Value-added tax is levied on the supply of goods or services, while income tax is imposed on an individual income, in this case, a mixture of propane and butane between the Plaintiff and the designated parties made a new taxable article due to the manufacturing activity under Article 3 subparag. 2 and Article 5 subparag. 1 of the Individual Consumption Tax Act, and the Defendant imposed the individual consumption tax on the sales portion of the taxable article, so it cannot be deemed that there is a risk of double taxation. Furthermore, even if the plaintiffs purchased propane and but the new taxable article is manufactured by mixing the propane and but the butane purchased, it cannot be deemed that the Defendant again imposed the individual consumption tax.

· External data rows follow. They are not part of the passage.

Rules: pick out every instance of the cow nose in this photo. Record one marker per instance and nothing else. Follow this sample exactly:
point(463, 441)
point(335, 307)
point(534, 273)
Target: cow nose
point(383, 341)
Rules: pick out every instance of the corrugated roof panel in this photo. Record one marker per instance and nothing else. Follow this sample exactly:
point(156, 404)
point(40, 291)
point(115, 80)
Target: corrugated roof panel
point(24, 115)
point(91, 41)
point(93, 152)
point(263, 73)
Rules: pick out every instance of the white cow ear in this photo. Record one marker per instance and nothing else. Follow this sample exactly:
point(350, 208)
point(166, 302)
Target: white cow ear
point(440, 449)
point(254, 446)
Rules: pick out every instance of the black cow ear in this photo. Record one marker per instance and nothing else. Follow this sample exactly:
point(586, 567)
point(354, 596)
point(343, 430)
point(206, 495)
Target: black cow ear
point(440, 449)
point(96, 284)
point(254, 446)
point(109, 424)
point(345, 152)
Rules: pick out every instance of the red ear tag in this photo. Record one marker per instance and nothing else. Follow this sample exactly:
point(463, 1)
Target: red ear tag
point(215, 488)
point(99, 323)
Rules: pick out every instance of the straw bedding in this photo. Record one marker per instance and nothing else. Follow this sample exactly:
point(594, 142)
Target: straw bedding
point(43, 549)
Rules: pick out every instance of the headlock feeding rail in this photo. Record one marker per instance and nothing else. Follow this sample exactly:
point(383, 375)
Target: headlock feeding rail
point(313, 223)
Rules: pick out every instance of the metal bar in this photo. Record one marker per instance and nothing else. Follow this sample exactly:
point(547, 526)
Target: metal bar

5) Whether the application of the coal rates is unlawful

According to Article 1(7) of the Individual Consumption Tax Act, "Tax rate may be adjusted by Presidential Decree within the scope of 30/100 of the tax rate in cases where it is necessary for business adjustment, price stabilization, supply and demand adjustment, and for raising funds for support projects due to price fluctuation in the national economy for the efficient operation of the national economy." Such carbon rate is a flexible change of the basic tax rate under the Act, and is applied temporarily after adjustment according to the policy purpose for business adjustment. The tax rate adjustment is applied as a general individual consumption tax imposition standard for business operators. As such, the tax rate adjustment is not the defendant, and the defendant is only obligated to impose individual consumption tax according to the Presidential Decree that is not the defendant, and the portion of sales of petroleum gas traded by the plaintiff and the designated parties is a new taxable article that combines propane with the propane. Accordingly, the defendant has already imposed individual consumption tax under Article 2-2 of the Enforcement Decree of the Individual Consumption Tax Act (275 kilograms per kilogram) to which the tax rate applied by the government has already a reason for adjustment of the tax rate.

6) Sub-determination

Therefore, each of the dispositions of this case rendered by the Defendant against the Plaintiff and the designated parties is governed by the Individual Consumption Tax Act.

was made pursuant to this chapter and is lawful.

3. Conclusion

Then, the plaintiff's claim that is changed in exchange at the trial is dismissed as there is no reason to do so.

D. It is so decided as per Disposition.